Users are intermittently prompted for credentials when they connect to Internet via ProxySG or ASG. It could be caused by Netlogon Bottleneck (or Authentication Bottleneck).
For more information about the issue, please refer to Microsoft Support
NOTE: Netlogon service on Domain Controller is responsible for creating Secure Channel between Domain Controllers and clients (ProxySG/ASG in this case).
Secure Channel is created to pass the authentication packets.
When the issue is happening, check following data to confirm the issue is caused by Netlogon Bottleneck:
1. In Event Log, there are many Authentication Failed with code 40404
"Authentication failed with 40404 (0x00009DD4) (symbol: ''): user 'USER-NAME' (domain DOMAIN-NAME) - user considered 'unknown'"
2. Enable LSA/Debug
Go to https://:8082/LSA/Debugmask > enable all debug masks apart from MODULE_SGOS_FDIO and MODULE_LWIO > click Set Mask to apply the change > click View Debug Log
Wait for the issue occurs again > click Update button > look for Tread message
"No Schannel slots available. Waiting for next available slot."
3. Check the value of "Available (unused) connections"

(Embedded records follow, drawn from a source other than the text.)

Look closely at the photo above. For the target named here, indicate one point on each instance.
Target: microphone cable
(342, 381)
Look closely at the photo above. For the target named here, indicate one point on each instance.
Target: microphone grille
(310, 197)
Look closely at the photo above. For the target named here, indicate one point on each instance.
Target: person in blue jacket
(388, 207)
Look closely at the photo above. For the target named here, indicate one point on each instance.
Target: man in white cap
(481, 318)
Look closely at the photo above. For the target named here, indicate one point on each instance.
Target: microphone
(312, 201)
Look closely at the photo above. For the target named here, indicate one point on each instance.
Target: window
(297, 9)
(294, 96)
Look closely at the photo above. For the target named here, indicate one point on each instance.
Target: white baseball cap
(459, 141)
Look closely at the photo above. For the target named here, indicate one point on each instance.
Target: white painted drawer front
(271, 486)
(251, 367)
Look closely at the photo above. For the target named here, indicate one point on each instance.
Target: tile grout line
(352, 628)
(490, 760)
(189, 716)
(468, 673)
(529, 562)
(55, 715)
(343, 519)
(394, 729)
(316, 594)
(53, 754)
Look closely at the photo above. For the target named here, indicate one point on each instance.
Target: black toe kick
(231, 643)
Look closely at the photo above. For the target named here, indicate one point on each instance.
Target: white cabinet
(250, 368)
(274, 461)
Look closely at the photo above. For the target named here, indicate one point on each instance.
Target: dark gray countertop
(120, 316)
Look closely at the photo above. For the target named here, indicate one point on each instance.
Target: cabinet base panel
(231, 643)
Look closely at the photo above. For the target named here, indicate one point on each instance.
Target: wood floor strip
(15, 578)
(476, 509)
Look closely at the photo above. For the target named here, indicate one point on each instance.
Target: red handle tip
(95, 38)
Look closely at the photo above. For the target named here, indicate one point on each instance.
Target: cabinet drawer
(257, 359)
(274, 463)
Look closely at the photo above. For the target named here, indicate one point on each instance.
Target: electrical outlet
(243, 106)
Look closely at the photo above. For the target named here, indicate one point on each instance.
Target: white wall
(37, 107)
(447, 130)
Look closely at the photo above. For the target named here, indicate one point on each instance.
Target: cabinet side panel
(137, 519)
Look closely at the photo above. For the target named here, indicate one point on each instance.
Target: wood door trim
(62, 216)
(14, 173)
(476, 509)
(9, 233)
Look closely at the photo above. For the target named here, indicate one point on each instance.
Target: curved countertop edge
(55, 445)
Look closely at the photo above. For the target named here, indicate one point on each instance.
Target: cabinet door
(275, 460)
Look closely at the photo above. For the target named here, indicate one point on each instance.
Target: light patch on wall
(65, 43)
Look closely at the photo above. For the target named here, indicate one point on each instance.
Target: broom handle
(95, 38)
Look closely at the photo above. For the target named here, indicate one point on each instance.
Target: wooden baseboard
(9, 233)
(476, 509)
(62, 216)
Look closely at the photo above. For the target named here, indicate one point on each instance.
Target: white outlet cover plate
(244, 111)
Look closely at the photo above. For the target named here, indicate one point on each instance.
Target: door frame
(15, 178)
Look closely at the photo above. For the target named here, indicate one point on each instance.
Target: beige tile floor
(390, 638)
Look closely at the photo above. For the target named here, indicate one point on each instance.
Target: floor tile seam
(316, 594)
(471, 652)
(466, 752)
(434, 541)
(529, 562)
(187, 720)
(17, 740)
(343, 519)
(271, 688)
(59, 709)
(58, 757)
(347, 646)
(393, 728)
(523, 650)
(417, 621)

Go to https://:8082/LSA/Stats
The value of "Connections in use" is the number of Schannel configured on ProxySG
You might find the value of "Available (unused) connections" is 0.
ProxySG or ASG joins a Windows Domain, IWA_Direct/NTLM method is used for user authentication,
There is no Schannel available for Netlogon client, i.e. ProxySG or ASG, to use Netlogon service on Domain Controller.
1. Go to your AD/DC team to check MaxConcurrentApi value, if it is 2, increase it to 10 to provide ProxySG or ASG more Schannel for authentication connections.
Once the MaxConcurrentApi value in DC is increased, go to Management Console > Configuration > Authentication > Windows Domain > highlight the Domain > click Edit
increase Maximum number of concurrent Schannel connections: to 10
2. For Explicit deployment, the issue can be eased by using IP-Surrogate
NOTE: IP-Surrogate cannot be used for shared machines, Citrix , NATed environment
go to Management Console > Configuration > Policy > Visual Policy Manager > Launch VPM > Web Authentication Layer > Action > Mode: Proxy IP
3. The issue can also be fixed by using IWA_Direct/Kerberos authentication which is recommended for more efficient authentication method.